The survey was intended for assessment of TV impact on the self-perception and the body image of university students. It found out that indeed TV shows, commercials and programs impact not only self-esteem but also the desire to adhere to different diets and exercises by both females and males.
The negative body image was the result of watching TV as well as Anorexia Nervosa and Bulimia nervosa. The TV influenced the participants of the study to engage in excessive dieting and exercise. The study found out that watching abnormally slim models on TV contributed to low self-esteem in American females. The impact of TV on males was also reported yet one did not explore that in the study. Overall, viewing slim models on TV made most participants feel worse about themselves than when watching TV shows picturing normal and overweight people.
Normal and overweight people did not pose any ‘danger’ to self-esteem and self-perception of participating females. One can assume that as the it appears to be rather prestigious to appear in mass media and since only stereotypical models appear there, ‘normal females’ feel somewhat inferior as they do not make up to that chosen group.
The study was conducted at California State University at San Marcos in 2006 and was based on the questionnaires filled out by 50 haphazardly chosen university females.

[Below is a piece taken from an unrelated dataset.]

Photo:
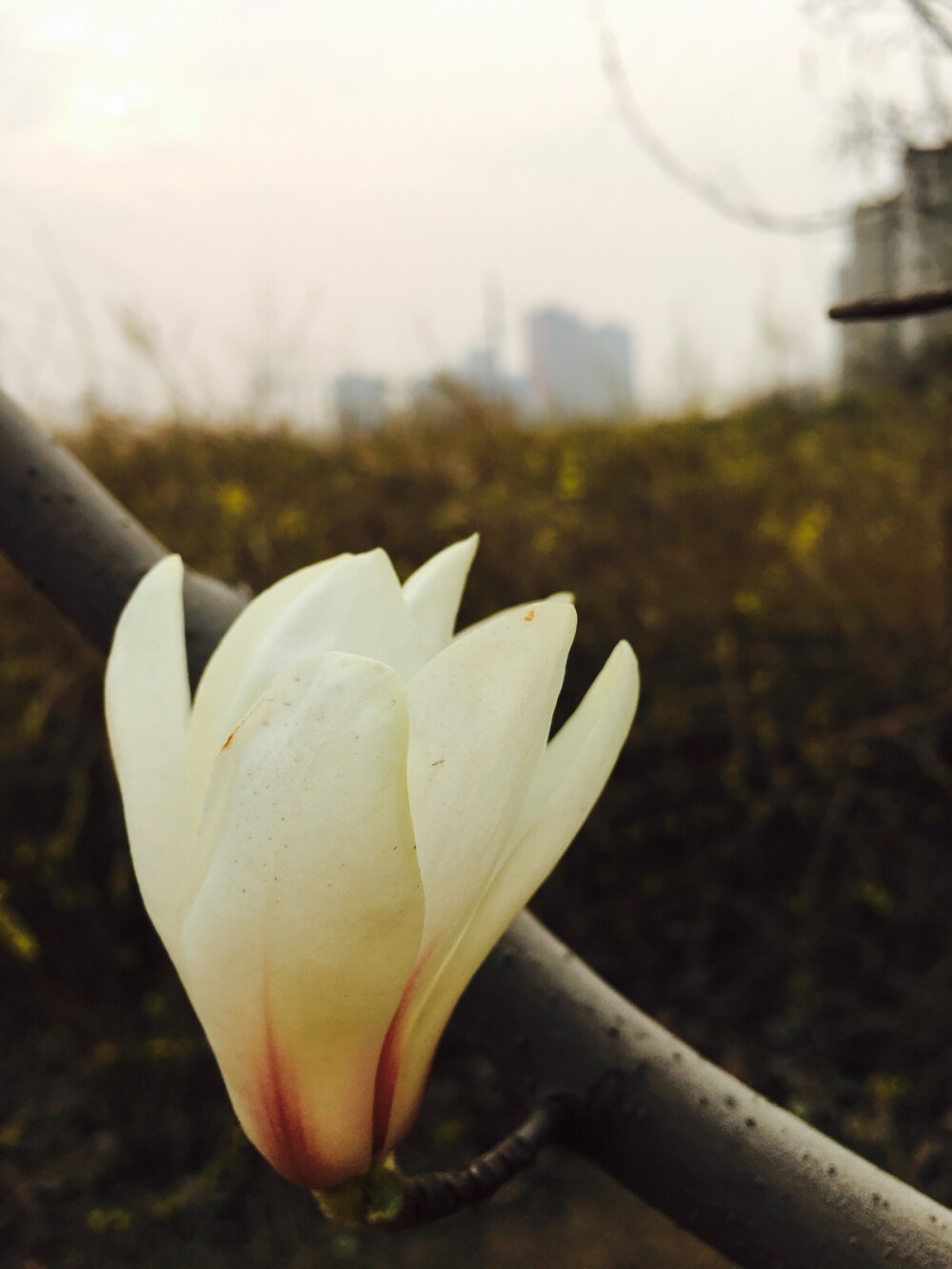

The questionnaires were anonymous and voluntary, which meant that participants had an opportunity to freely express themselves without fear of being mocked. The study used descriptive statistics and multidimensional media influence scale. The appearance schemas inventory assessed females’ beliefs about their current physical appearance as well as the importance of that appearance in life.
The questionnaires were previously approved by the California State University at San Marcos Institutional Review Board and the optimal plan of participation was developed. Females over 18 years of age were approached in the university cafeteria, library and class to assure haphazard selection. The students were informed about their roles in the survey and went through four kinds of magazines, assign special body shape codes and fill out two different surveys each taking under 5 minutes. The researcher informed each participant of details of the study and encouraged them to ask questions about questionnaires should participants fail to understand questions or anything. Such approach certainly meant that participants were capable of adhering to the expectations and accurately fill out the surveys.
The results of the study proved that indeed TV had negatively impacted the self-perception of females and their view of their bodies. The hypothesis that mass media negatively impacts female’s body image proved true.
The highest impact mass media had in the following areas:
- TV teaches females how to look attractive. (X=3.92)
- Movies provide females with ideas how to look attractive (X=3.92)
- Magazines hint females (teach females) how to look attractive (X=3.92).
One was surprised to find out that while mass media indeed teaches females how to look attractive, females do not compare their bodies to the bodies of athletes presented in magazines (x=3.46)). I would get distracted here to point out that such figures are probably low because females, unlike males credit clothes and cosmetics, rather than bodies. I believe males would be more likely to compare their bodies to the bodies of athletes.
In order to better understand the figures one should remain aware that the participating females answered the following statements in the following way:
- Ageing will make females less attractive (x=3.9)
- People will notice what gets wrong with female’s appearance (x=1.72).
Once again it was rather surprising to find out such low score for the second question as I always thought that females were obsessed with their appearance and would certainly consider other people as paying much attention to their appearance. The fact that most of them thought that people will not pay much attention to their appearance might also be interpreted as a low self-esteem.
The statistics used in the research prove adherence to the highest standards and little error. By looking at internal consistency (Cronbach’s alpha) one finds out that the statistics were accurate and consistent.
The use of descriptive statistics, namely the means, frequencies, SDs, and Pearson Product Moment Correlational statistics was conducted on:
- Items 1-14 on the Multidimensional Media Influence Scale and subscales, namely “Internalization”, “Importance”, “Comparison”, and “Awareness”.
- Appearance Schemas Inventory and subscales, namely “Body Image Vulnerability”, “Self-Investment”, and “Appearance Stereotyping”.
The high means for “Body Image Vulnerability” signifies exactly what the research strives to prove, i.e. mass media has a deleterious effect on the female’s self-esteem, and perception of their bodies. Lowest mean for “Self-investment” means that much less females benefit from mass media in terms of how to stay slim, attractive and slender. “Appearance stereotyping” section provided the researches with the information that females indeed understood that the body images in the media were stereotyped and stigmatized. Still the correlation between the “Body Image Vulnerability” and “Appearance Stereotyping” proves that despite understanding that media models were stereotypical, they still negatively influence the self-perception in participating females and lowered their self-esteem.